O risco que o Citi nomeou e que ainda não está precificado

O Citi identificou um mecanismo específico que a maioria dos analistas trata como risco genérico de crédito. O consignado privado — empréstimo com desconto automático em folha — tem prioridade natural de pagamento sobre qualquer outra dívida. Quando um cliente contrata consignado, as parcelas saem antes de qualquer outra despesa. O que sobra no orçamento é o que honra cartão de crédito e empréstimos pessoais sem garantia.

O Nubank tem exposição de cerca de 9% de sua base de crédito em consignado privado — participação que tende a crescer. O restante da carteira está em produtos que, na hierarquia de pagamento do cliente, ficam subordinados ao consignado. "As exposições a cartão de crédito e empréstimos pessoais são efetivamente subordinadas ao crédito consignado privado", afirmou o Citi no relatório que embasou o rebaixamento.

A lógica é direta: conforme o consignado ganha espaço no orçamento das famílias de baixa renda — o perfil central do Nubank —, a capacidade de pagamento disponível para os produtos sem garantia diminui.

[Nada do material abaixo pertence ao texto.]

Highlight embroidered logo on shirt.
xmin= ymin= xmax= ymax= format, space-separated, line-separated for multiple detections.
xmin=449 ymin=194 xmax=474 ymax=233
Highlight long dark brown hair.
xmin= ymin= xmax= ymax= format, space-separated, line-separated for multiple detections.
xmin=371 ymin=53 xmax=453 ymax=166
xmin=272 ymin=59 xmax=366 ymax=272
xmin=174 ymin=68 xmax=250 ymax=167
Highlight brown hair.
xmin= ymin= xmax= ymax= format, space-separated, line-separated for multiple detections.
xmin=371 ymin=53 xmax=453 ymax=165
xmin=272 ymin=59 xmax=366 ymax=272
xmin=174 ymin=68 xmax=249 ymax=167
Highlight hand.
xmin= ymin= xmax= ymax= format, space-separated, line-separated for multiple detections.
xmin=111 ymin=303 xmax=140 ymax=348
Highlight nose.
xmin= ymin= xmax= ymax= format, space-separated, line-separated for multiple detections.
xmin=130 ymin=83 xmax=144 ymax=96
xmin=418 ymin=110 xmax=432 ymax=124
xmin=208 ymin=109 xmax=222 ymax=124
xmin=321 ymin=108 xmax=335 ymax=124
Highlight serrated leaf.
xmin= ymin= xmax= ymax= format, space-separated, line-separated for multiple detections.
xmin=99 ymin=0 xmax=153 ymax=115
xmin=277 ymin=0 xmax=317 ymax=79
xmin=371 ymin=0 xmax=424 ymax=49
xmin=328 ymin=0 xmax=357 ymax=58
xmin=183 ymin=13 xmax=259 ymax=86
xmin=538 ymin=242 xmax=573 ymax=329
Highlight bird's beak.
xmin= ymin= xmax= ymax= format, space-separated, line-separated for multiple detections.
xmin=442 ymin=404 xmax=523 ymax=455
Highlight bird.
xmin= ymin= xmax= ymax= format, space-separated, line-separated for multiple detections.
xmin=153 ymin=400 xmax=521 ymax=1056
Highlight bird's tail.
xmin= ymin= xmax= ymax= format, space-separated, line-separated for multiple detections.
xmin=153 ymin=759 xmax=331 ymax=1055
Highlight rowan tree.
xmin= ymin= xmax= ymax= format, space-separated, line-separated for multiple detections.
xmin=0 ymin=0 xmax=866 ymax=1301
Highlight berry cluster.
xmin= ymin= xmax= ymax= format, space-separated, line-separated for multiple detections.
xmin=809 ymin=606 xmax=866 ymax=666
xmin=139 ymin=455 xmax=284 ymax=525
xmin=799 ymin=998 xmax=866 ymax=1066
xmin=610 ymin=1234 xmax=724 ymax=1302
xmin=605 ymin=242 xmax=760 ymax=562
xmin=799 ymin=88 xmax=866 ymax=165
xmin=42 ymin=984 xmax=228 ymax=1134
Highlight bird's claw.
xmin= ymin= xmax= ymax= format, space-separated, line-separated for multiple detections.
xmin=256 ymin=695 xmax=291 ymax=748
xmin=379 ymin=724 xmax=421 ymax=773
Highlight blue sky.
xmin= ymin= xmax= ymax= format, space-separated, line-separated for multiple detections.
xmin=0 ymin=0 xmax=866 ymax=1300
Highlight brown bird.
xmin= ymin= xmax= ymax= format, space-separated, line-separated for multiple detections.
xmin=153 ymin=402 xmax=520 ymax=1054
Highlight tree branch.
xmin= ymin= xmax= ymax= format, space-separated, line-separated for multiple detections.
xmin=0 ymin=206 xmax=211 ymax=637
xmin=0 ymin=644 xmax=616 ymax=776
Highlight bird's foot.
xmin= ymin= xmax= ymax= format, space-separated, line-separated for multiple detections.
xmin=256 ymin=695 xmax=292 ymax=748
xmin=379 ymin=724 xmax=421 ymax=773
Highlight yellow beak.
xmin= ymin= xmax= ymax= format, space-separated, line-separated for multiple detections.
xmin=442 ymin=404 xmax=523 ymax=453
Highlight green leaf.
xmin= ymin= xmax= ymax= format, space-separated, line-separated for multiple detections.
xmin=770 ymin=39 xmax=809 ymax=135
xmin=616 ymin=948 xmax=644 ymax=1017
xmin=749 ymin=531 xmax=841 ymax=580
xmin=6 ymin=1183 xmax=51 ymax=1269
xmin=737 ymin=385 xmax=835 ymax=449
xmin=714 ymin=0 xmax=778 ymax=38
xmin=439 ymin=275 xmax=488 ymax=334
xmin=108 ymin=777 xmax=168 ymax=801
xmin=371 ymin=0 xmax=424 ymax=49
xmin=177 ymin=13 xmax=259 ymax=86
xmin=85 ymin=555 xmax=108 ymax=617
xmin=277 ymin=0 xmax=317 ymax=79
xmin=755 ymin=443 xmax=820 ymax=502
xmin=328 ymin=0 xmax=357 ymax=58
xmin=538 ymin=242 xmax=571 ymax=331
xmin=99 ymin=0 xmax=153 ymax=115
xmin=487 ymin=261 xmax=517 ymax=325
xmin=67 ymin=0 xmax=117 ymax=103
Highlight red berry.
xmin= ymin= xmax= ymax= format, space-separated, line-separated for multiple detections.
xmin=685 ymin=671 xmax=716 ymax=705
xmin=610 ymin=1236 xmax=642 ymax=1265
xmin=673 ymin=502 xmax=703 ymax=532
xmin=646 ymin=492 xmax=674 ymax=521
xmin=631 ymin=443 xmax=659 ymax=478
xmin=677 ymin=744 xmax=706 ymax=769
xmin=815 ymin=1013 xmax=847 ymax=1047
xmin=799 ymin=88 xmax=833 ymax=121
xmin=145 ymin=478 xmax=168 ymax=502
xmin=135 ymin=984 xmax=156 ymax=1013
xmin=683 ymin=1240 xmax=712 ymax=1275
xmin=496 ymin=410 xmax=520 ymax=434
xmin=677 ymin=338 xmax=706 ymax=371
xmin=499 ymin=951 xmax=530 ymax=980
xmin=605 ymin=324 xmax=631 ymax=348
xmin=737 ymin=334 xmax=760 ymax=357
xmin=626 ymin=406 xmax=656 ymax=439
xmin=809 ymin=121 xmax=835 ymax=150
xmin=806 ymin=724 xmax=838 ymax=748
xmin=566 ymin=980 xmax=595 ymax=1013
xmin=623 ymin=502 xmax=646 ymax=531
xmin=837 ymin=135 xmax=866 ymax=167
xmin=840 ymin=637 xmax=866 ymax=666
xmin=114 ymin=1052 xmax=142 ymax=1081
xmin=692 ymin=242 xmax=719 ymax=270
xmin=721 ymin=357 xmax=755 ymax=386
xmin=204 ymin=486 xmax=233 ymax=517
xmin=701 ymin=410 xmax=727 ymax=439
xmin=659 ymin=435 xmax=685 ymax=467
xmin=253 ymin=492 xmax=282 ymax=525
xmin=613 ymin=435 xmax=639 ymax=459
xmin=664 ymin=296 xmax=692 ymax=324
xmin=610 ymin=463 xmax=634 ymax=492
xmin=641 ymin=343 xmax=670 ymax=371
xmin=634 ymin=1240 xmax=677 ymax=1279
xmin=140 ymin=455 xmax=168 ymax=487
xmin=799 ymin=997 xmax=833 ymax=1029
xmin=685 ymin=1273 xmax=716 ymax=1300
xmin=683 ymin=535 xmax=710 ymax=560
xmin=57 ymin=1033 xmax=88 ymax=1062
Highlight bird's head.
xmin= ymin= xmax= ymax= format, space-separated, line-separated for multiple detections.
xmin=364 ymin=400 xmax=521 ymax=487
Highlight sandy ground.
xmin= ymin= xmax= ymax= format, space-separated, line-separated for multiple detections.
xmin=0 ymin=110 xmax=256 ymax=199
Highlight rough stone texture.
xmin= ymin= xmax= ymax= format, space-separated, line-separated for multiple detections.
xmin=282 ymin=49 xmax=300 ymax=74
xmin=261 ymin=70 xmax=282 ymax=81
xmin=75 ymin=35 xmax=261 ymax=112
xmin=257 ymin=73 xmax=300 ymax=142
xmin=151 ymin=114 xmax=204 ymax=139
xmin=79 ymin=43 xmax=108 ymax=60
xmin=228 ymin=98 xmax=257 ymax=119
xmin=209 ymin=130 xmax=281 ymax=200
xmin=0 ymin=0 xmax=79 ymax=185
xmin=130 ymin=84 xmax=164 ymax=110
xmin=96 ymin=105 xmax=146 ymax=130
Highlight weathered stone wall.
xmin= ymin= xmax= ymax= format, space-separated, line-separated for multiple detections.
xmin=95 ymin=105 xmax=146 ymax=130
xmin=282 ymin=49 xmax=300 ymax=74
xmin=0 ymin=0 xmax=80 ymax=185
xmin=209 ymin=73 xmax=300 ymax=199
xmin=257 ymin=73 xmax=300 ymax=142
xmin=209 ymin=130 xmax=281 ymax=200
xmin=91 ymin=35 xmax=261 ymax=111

O estresse de crédito incremental se concentra justamente onde o Nubank tem maior exposição.

A suposição que o Citi questiona é implícita na tese de compra: que o crescimento da carteira de crédito pode continuar em 40% ao ano sem que a composição dessa carteira altere a dinâmica de inadimplência dos produtos sem garantia. Se o consignado continua avançando no sistema financeiro — movimento que o próprio Banco Central tem incentivado como forma de reduzir spreads —, a pressão sobre a inadimplência do Nubank pode vir de fora da gestão do banco, não de dentro.

O ROE de 29% que o mercado celebra no 1T26 foi alcançado com esse risco ainda pouco maduro na carteira. A questão é se ele sobrevive à maturação.

O que holder e não-holder vigiam antes de agir

Quem já carrega ROXO34 precisa monitorar uma variável que não está no headline dos resultados: a velocidade com que o consignado privado cresce como proporção da carteira total do Nubank. Se essa proporção avança sem que a inadimplência dos produtos sem garantia recue proporcionalmente, o mecanismo que o Citi descreveu começa a aparecer nos números do 2T26.

Quem está fora e considera entrada tem uma assimetria diferente. O Citi vê espaço limitado para nova reprecificação a 3,2 vezes o valor patrimonial estimado para 2027, com ROE próximo de 28%. A XP e o BTG veem desconto injustificado numa plataforma de 135 milhões de clientes com capacidade de monetização crescente. Nenhuma das duas leituras está errada hoje — elas divergem sobre o futuro da composição da carteira, não sobre os dados do passado.

O sinal mais direto é o NPL 90+ no resultado do 2T26. Se o índice estabilizar ou cair com a carteira de crédito ainda crescendo, a tese de crescimento sustentável ganha evidência concreta. Se subir novamente enquanto o consignado avança no sistema, o mecanismo de subordinação que o Citi nomeou começa a ser confirmado pelos números.

O incidente do protocolo de liquidação acrescentou uma camada que o mercado ainda não precificou separadamente: governança tecnológica num banco que usa IA em decisões de crédito automatizadas em menos de um segundo. O Banco Central não abriu processo administrativo, e não há indicação de risco sistêmico. Mas a pergunta que o incidente deixa aberta é se os controles internos sobre sistemas de IA escalam na mesma velocidade que a carteira de crédito. O verificador para essa questão não tem data — é qualitativo, e por isso tende a ser ignorado até que um novo episódio force a discussão.